Specifically on the UNCRC’s latest report, the Minister underlined at Second Reading that the Government fully recognised the importance of the committee’s work and were looking closely at the report. The report has again warned, as we heard, of the growing and disproportionate impact of austerity and spending cuts on disadvantaged children. It would be helpful if the Minister explained further his thinking on the report and what are the Government’s plans for responding to it.

We recognise the importance of upholding the rights of children in care and care leavers and on ensuring their well-being. Establishing at the end of Clause 3 a duty for the Secretary of State to promote the rights of children and young people covered by the Bill in accordance with the convention and other relevant legislation reinforces the commitment to provide the services that care leavers need. It also defines well-being, which we asked for, and to include physical, mental health and emotional well-being; the skills needed to contribute to society; and the importance of social and economic well-being, for which we have all recognised the need.

The provisions in Amendment 135 would be particularly important if Clauses 15 to 19 remain in the Bill. The Minister knows that there are deep concerns at the wide-ranging scope of these clauses, which we will debate on later amendments. This amendment would place a duty on public bodies and any person providing children’s services of a public nature to have due regard to the UN convention, particularly in functions relating to safeguarding or promoting the welfare of children—it is vital for this protection to be included if the scope of Clause 15 is as wide-ranging as is currently feared—and for regular reports to be published on how the requirement is being met.

Importantly, the amendment refers to this report as needing to be in a format “accessible to children”. In this context, I commend the valuable programme of work currently being undertaken by Coram Voice to find out from young people in care themselves what well-being being actually means to them.
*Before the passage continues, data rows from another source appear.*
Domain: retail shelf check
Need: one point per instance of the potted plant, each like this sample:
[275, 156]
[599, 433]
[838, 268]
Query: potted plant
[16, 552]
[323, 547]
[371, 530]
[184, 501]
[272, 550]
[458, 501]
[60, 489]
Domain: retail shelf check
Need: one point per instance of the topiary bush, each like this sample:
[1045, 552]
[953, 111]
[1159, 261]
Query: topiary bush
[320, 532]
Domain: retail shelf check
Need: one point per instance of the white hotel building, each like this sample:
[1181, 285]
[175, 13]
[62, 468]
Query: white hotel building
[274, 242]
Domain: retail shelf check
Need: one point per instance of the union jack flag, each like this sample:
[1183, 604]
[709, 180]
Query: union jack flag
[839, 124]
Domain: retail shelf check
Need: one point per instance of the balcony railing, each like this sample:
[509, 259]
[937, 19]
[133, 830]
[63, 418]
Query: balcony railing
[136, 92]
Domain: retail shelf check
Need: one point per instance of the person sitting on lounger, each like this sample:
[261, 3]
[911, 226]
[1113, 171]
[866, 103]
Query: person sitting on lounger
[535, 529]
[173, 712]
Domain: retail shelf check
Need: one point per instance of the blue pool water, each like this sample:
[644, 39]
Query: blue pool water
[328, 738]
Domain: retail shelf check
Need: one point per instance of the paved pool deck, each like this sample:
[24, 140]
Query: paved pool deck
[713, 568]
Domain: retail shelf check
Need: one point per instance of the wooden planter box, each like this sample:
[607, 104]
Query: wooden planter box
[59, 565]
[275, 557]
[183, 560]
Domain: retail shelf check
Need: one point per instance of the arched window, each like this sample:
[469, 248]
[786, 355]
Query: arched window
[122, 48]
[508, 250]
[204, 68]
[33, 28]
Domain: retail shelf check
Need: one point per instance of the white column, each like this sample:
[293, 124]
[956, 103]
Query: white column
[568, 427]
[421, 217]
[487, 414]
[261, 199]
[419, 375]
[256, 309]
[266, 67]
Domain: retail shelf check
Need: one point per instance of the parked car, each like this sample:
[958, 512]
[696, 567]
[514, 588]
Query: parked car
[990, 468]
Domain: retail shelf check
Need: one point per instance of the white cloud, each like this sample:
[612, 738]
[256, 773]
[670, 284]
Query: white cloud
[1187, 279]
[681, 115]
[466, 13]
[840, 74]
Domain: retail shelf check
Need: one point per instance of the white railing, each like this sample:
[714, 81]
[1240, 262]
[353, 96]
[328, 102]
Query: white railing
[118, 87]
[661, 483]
Its survey of children in care, Your Life, Your Care, began last year and aims at measuring the quality of their care experience and their own sense of well-being under what it calls the four Rs—relationships, recovery, resilience-building and rights, which very much resonate with the issues and approaches that have come up under the Bill. It can be used to help local authorities demonstrate how they are meeting Ofsted requirements, for example: what they are doing well and what they could improve.
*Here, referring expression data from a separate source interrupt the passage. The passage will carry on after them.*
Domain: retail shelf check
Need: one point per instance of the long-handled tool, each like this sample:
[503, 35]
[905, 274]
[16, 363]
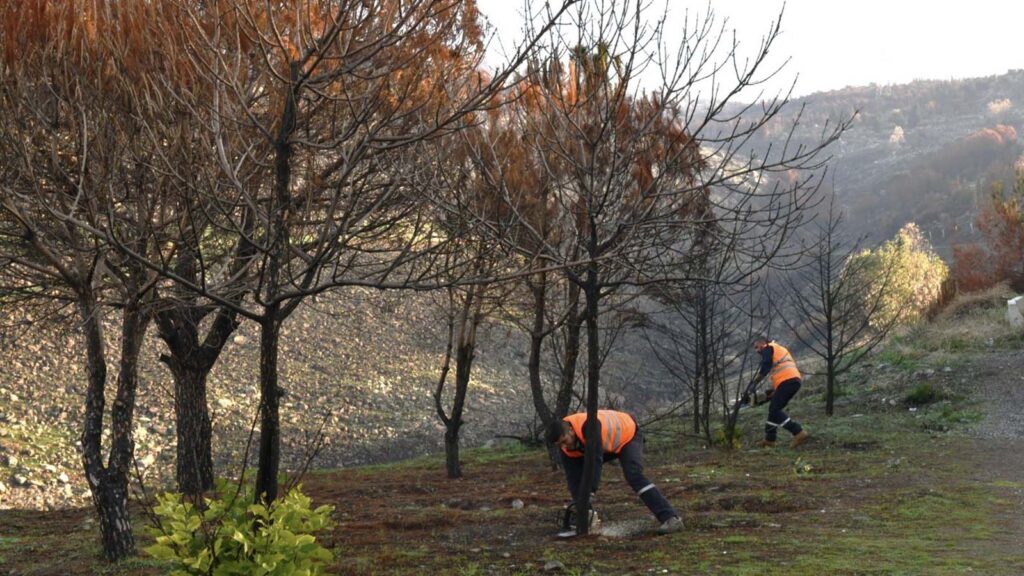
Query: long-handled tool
[744, 400]
[568, 521]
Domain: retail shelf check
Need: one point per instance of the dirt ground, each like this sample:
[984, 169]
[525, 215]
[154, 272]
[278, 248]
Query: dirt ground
[880, 489]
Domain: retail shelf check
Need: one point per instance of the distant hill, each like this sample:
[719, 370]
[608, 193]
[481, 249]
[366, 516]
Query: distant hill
[928, 151]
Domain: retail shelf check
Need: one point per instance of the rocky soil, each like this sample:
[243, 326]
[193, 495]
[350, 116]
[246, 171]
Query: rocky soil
[361, 365]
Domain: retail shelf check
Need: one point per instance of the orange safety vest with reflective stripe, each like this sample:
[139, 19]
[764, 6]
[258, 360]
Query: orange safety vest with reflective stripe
[782, 366]
[616, 429]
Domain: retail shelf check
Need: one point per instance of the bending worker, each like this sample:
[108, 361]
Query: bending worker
[620, 439]
[777, 362]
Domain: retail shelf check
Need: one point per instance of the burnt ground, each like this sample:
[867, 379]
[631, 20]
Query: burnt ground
[880, 489]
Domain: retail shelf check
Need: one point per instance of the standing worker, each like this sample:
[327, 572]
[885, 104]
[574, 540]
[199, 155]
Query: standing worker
[777, 361]
[620, 439]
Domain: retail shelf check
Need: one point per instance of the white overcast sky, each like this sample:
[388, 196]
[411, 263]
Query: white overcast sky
[833, 44]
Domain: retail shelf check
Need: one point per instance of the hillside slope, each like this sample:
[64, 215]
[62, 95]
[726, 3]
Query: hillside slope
[919, 472]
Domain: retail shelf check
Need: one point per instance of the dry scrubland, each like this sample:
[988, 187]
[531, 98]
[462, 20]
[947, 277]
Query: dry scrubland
[918, 474]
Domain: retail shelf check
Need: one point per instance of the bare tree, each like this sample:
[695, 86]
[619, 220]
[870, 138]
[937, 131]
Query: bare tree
[836, 300]
[307, 107]
[637, 173]
[67, 121]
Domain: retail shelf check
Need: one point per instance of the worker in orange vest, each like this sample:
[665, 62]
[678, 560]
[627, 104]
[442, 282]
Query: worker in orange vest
[777, 362]
[621, 439]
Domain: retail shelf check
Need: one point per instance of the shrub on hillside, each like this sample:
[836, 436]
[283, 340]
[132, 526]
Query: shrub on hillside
[907, 272]
[233, 537]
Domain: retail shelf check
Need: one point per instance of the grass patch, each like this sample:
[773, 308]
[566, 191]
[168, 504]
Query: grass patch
[923, 394]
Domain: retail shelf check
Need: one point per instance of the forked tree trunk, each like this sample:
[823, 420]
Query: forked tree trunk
[189, 363]
[109, 485]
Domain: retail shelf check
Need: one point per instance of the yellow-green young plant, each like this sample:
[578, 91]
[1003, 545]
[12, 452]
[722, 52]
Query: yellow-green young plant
[233, 536]
[908, 273]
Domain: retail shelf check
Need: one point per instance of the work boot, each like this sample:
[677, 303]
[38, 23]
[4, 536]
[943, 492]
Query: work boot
[799, 439]
[674, 524]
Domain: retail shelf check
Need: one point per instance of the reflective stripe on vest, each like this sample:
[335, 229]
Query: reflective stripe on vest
[783, 367]
[617, 428]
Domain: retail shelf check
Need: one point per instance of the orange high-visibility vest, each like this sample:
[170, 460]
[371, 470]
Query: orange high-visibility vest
[782, 366]
[616, 429]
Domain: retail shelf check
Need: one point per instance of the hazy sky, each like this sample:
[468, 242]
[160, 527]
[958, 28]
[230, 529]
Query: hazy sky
[832, 43]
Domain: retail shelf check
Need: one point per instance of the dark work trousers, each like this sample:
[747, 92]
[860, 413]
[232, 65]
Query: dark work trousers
[631, 458]
[776, 418]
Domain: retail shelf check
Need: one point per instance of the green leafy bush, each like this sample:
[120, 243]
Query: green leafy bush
[923, 394]
[727, 442]
[232, 536]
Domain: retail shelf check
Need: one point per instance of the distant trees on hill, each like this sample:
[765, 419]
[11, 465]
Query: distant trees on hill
[999, 254]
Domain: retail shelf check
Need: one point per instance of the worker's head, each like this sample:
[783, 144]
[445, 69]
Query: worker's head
[560, 434]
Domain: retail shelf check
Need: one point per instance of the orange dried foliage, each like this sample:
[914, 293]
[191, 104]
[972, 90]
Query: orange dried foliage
[1001, 257]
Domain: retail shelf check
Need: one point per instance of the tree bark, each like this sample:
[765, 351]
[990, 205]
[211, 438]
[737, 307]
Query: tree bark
[109, 485]
[189, 363]
[592, 428]
[269, 411]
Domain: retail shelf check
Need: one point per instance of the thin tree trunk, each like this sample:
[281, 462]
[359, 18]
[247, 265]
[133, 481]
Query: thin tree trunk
[109, 485]
[536, 341]
[269, 410]
[194, 468]
[269, 434]
[592, 430]
[464, 362]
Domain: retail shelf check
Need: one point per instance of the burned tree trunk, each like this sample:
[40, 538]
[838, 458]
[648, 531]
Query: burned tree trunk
[109, 484]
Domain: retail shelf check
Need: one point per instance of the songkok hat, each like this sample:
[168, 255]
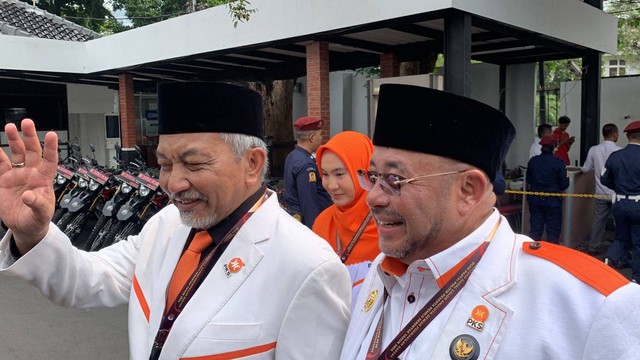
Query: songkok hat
[308, 123]
[547, 140]
[204, 107]
[633, 127]
[438, 123]
[564, 119]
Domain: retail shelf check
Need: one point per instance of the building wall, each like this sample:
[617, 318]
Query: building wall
[349, 103]
[619, 105]
[88, 106]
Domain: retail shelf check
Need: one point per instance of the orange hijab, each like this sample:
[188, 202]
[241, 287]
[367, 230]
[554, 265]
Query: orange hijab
[354, 149]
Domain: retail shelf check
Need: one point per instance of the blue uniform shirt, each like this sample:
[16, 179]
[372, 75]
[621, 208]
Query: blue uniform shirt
[547, 173]
[621, 172]
[303, 191]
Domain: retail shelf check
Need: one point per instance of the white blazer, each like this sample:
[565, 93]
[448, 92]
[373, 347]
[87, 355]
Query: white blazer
[545, 303]
[290, 299]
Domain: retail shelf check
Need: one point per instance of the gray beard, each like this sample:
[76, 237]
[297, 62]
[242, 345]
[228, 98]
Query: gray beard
[413, 246]
[189, 219]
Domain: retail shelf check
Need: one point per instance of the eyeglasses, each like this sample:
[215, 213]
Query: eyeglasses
[391, 183]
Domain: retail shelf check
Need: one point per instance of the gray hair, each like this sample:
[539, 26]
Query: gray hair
[240, 143]
[302, 135]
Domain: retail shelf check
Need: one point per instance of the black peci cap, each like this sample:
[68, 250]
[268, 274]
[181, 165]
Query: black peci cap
[198, 107]
[438, 123]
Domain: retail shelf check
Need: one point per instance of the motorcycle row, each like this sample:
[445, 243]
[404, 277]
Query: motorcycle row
[107, 203]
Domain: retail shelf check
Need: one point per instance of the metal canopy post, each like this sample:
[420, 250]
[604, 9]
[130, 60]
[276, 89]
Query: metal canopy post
[457, 54]
[590, 106]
Amendment 76, tabled by the noble Baroness, Lady Bakewell, and supporting the Joseph Rowntree Foundation call for the Secretary of State to have power to introduce a social justice premium grant to local authorities for services or grants for care leavers, reflects the need to find responses to the huge funding pressures faced by local authorities and the impact of the scale of the cuts in recent years. The overall aim of improving care leavers’ life chances and closing the gap between them and children who have not been in care is certainly one we all fully support. The Joseph Rowntree Foundation underlined that this policy is in the early stages of development ahead of the application of its anti-poverty strategy later this year and we look forward to seeing further work on this. The aim of basing the grant and calculations of harm over the care leaver’s lifetime is also laudable but a very challenging proposition.

Overall, it is worth emphasising that further premiums or special funding at the Secretary of State’s discretion, however welcome in the current context, are not the answer to medium or long-term funding problems. Local authorities must be adequately resourced to undertake the work and responsibilities placed on them, and Labour is strongly committed to achieving that. If we listen to care leavers themselves to help shape their services to them, as we all advocate, we know that worrying about money, fear of not being able to pay the bills and getting into debt that can never be paid off is at the heart of a lot of the problems they face.